Now I would say that an occasional skip to the retrospective isn’t going to kill anyone. I’ve seen teams head to a local pub for a liquid retro and done occasionally, that may be more valuable than a room full of people staring at their feet while an unskilled facilitator asks them what did not go so well in the last sprint.
Here is what I have seen that I don’t really like – cancelling the retro entirely. I have also seen teams that rescheduled the retrospective to the middle of the next sprint because everyeone was too busy. That is a complete waste of time and it undermines the cycle of empirical process control that Scrum is based on.
Some people see the simplicity of the Scrum Framework and completely overlook the power behind that simplicity. Scrum is based on empirical process control. It is this: Plan -> Do -> Check -> Act (or PDSA if you prefer – Plan -> Do – > Study -> Act).
We plan on multiple levels. Formally we plan during Sprint Planning but every day in the Daily Scrum the team gets an opportunity to make fine-tune adjustments and check to see whether they are on track to hit their sprint goals.
Check happens in multiple places including the Daily Scrum, Sprint Review, and Sprint Retrospective.

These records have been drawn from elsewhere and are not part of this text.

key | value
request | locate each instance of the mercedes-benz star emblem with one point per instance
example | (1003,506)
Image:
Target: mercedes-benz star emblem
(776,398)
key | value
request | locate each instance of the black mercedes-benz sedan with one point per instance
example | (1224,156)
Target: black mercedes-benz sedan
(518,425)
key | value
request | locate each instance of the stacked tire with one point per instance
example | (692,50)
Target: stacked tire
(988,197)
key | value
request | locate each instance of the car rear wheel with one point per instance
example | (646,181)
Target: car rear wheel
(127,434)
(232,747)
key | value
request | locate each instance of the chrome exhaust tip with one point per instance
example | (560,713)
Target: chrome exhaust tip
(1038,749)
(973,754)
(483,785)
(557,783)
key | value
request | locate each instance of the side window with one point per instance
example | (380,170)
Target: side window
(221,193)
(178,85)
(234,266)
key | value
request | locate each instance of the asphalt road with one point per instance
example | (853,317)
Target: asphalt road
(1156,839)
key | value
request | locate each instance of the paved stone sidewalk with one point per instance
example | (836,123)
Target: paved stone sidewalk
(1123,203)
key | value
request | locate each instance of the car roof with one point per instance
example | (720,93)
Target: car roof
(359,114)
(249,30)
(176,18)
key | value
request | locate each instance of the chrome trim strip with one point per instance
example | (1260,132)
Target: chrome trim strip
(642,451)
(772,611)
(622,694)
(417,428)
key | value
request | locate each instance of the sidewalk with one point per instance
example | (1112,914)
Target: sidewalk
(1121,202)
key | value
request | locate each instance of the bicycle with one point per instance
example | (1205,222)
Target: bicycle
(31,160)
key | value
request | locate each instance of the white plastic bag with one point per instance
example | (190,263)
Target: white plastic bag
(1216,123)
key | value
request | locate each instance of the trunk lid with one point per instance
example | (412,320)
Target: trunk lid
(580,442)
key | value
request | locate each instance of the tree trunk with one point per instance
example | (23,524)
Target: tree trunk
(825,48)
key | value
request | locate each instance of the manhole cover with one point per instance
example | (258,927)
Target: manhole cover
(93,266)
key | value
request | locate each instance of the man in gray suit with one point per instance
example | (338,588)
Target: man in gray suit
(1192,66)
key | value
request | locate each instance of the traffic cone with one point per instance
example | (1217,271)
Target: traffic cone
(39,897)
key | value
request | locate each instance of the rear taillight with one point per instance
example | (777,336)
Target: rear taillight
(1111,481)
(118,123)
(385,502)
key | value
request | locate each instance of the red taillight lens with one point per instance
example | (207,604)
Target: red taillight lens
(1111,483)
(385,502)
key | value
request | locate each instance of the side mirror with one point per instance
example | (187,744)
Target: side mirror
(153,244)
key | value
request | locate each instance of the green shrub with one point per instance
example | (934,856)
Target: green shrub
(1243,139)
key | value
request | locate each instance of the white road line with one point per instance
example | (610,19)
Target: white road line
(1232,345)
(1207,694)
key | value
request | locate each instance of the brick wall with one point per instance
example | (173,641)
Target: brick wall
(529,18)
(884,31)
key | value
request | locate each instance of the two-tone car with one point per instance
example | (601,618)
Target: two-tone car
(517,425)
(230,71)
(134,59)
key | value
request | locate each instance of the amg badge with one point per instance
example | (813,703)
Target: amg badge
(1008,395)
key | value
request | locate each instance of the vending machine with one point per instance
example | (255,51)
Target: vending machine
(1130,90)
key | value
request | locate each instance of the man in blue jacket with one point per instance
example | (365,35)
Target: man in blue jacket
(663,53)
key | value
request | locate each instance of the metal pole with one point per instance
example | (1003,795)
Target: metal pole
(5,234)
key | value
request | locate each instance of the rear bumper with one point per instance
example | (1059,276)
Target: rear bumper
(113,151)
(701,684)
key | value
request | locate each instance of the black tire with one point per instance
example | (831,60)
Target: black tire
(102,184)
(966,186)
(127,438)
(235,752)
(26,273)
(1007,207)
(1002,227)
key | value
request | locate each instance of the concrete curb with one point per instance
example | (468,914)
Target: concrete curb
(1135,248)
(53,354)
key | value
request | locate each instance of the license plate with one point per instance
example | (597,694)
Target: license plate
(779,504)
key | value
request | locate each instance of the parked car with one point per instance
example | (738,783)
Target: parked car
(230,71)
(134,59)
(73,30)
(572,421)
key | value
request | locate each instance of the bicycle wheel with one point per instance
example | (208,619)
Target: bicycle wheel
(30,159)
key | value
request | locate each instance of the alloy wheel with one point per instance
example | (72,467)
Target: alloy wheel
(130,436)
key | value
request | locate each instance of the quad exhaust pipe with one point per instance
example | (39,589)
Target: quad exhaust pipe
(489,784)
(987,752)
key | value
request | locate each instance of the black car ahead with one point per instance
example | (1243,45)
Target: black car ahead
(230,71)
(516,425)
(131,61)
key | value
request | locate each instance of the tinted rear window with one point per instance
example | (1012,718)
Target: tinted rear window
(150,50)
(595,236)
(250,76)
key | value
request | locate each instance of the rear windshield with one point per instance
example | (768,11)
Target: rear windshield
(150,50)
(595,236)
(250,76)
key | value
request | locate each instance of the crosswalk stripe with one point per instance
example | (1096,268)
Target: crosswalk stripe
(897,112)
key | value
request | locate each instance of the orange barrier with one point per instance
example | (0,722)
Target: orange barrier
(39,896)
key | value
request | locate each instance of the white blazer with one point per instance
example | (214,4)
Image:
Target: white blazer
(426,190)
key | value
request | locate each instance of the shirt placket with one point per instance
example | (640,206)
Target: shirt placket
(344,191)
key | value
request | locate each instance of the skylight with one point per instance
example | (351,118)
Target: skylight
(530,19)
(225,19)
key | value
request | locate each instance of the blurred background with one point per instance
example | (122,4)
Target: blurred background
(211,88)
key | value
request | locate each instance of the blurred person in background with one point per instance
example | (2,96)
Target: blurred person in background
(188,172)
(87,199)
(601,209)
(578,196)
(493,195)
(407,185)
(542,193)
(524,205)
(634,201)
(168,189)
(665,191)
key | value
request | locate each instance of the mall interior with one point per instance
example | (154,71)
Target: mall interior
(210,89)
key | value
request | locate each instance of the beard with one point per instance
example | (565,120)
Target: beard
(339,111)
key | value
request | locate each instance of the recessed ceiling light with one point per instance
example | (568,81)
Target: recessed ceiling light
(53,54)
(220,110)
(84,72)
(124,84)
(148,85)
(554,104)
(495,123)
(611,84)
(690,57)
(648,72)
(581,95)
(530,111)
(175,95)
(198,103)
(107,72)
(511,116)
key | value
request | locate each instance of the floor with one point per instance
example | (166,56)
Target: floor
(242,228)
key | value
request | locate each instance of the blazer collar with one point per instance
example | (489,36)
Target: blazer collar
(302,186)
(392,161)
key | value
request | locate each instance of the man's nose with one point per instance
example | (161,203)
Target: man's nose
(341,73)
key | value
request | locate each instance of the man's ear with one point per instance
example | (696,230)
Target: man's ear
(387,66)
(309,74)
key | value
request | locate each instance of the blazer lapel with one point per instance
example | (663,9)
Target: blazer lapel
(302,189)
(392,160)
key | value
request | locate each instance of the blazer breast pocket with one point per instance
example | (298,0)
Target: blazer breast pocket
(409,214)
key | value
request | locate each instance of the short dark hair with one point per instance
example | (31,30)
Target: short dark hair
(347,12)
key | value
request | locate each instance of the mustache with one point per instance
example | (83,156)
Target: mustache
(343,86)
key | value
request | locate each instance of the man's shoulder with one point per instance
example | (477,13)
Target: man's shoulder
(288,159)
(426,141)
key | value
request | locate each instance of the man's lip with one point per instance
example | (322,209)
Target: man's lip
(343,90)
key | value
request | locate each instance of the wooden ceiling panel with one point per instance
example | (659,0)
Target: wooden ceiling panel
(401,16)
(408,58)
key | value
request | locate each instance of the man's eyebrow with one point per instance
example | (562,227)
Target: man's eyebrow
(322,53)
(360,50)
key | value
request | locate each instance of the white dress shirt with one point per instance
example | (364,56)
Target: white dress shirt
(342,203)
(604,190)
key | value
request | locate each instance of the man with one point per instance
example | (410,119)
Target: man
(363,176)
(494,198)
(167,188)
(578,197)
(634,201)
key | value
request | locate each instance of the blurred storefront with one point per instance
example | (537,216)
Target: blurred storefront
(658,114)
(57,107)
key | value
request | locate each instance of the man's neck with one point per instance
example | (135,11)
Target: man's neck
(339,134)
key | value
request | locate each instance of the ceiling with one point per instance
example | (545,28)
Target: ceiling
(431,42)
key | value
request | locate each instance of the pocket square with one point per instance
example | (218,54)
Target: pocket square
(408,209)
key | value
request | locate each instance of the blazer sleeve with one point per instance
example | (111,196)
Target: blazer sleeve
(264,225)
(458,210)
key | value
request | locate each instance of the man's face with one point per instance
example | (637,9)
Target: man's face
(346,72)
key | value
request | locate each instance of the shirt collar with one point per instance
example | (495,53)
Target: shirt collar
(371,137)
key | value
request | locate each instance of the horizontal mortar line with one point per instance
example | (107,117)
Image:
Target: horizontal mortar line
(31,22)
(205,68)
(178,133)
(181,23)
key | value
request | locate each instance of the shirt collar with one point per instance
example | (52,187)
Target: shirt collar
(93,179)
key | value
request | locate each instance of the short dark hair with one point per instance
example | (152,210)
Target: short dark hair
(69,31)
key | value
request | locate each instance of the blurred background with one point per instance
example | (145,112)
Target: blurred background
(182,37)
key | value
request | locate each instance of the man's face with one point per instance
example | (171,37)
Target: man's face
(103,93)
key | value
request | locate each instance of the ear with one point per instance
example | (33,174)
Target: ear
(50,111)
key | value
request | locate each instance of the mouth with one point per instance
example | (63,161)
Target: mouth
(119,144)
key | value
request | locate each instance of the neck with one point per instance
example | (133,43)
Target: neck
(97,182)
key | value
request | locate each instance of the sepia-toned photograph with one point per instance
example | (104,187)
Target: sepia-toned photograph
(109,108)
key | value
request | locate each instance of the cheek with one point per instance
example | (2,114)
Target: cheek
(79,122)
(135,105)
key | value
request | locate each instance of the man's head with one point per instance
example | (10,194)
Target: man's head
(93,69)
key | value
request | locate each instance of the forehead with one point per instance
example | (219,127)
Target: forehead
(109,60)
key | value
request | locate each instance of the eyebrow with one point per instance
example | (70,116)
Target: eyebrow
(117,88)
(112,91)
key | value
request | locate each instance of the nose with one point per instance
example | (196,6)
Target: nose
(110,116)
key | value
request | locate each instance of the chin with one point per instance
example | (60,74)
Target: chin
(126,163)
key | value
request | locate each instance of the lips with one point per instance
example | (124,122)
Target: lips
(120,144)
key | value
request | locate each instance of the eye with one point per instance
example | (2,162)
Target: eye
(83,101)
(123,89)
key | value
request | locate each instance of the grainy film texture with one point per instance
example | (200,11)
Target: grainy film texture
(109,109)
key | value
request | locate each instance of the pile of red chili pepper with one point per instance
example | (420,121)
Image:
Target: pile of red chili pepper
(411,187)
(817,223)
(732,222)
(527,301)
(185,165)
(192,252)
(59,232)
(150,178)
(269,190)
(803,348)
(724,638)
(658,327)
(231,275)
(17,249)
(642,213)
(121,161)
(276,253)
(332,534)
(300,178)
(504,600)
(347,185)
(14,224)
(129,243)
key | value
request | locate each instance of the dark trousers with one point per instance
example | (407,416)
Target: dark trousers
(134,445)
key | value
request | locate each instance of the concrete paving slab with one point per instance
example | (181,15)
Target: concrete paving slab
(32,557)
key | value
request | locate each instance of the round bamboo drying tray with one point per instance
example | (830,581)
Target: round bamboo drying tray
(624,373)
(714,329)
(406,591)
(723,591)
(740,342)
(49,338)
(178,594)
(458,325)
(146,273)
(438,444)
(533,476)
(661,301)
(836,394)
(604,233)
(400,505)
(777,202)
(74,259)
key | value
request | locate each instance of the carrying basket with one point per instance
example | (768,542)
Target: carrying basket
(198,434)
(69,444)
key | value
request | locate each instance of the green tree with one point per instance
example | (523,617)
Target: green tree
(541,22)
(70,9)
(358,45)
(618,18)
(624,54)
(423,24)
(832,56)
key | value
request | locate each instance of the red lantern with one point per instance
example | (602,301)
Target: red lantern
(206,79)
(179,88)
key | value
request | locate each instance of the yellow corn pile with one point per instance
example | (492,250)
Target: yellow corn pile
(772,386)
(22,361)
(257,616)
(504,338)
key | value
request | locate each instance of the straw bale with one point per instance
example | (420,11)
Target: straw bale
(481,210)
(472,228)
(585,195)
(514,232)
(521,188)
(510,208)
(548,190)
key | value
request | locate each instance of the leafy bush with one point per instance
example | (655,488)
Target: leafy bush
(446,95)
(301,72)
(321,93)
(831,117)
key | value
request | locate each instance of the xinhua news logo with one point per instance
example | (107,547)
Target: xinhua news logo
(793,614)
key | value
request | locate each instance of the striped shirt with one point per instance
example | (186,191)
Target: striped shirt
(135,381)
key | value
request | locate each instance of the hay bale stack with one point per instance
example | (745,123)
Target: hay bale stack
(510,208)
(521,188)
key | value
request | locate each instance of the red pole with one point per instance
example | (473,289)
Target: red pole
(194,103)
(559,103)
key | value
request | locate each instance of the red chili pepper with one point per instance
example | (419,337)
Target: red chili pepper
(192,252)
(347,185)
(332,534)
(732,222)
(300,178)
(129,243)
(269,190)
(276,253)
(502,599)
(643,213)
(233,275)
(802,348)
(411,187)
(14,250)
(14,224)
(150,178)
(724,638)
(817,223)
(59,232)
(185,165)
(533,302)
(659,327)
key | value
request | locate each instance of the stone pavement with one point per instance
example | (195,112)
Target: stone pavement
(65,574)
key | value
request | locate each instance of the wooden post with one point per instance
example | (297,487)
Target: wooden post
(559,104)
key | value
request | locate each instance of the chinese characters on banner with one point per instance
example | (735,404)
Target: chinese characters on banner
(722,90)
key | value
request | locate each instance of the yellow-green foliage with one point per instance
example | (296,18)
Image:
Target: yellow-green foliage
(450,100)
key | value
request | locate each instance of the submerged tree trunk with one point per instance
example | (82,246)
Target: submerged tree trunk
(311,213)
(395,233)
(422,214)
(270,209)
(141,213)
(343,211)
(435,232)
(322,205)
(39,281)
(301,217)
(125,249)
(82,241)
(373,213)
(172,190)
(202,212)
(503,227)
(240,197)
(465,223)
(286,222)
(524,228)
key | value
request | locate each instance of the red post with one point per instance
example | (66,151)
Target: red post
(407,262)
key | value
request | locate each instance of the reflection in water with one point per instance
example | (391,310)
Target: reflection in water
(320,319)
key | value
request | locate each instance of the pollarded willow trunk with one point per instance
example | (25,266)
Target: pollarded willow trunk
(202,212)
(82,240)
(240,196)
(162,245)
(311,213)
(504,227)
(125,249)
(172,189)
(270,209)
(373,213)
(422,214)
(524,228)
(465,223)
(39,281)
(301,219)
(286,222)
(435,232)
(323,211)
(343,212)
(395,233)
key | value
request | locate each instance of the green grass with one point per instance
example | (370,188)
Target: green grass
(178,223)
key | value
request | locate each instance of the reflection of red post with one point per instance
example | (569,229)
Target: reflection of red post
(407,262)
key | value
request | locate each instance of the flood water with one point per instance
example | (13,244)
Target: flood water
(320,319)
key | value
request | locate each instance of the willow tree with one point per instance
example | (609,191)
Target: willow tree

And introducing new actions be discussed and introduced at various points including the Daily Scrum, Sprint Retrospective, and Sprint Planning.
I get it, everyone is busy and most people have too many meetings. While it may be tempting to pick apart the Scrum Framework and pick and choose which you want to use for your team, including the Scrum Events. Unfortunately, it is not designed to work that way. You can’t treat Scrum like an ala carte menu.
As Scrum co-creator Ken Schwaber says, “Scrum is simple, just use it as is!!”